Thank you Sally Gunning for creating a character in Lyddie who understood the price she would truly pay in order to live in the illusion of security.  It was clear to Lyddie, if not to everyone else, that marriage would not offer her any more independence than life with her daughter and son-in-law would offer.  Legally, her husband would own her property.

I kept thinking, Lyddie, just  marry the guy.  He's a decent guy!  He'll be good to you!  That's what we all say, right?  But, no, Lyddie discovered that she wanted to live life on her terms, regardless the cost.

Another aspect that I admired was Lyddie's fierce self-reliance.  She simply WOULD NOT accept anything from anyone that she had not worked for.  

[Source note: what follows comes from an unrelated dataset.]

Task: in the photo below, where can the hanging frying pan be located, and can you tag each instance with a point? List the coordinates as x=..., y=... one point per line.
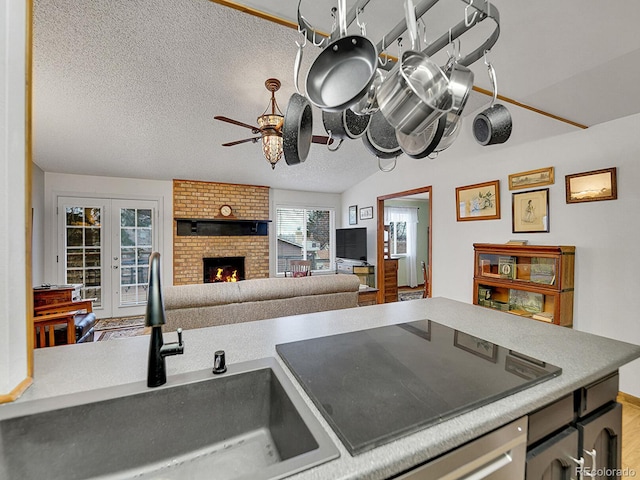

I've always considered myself a pretty self-reliant person.  Now I realize that, in marriage, I had grown used the the give and take that living with a partner provides.  I was not self-reliant.  I got married when I was 23 years old, so I hadn't had many years in my life when I'd had to be.

When Roy died, I could feel this cloying neediness creeping in.  This terror that I couldn't handle life on my own.  Lyddie and I faced that head on. Yes we did.  And we both, one baby step at a time, learned about what self-reliance looked like for us.

It's always so fun when a plot line takes a twist that delights. In the end Lyddie ended up owning her home through a series of negotiations that she worked out.  And the 'knight on the white horse' attorney rented a room from her.

It's true, Lyddie didn't do this by herself.  While her community wasn't much support to her, there were a few critical people who understood what she was trying to do and lent a hand. 

That is God.  That is where I learned that my reliance has to be on me and God.  Like Lyddie, I have to believe in this world that I am worthy of provision and do not need to rely on others for my well-being.  And then, the others in my life, are a comfort and a joy.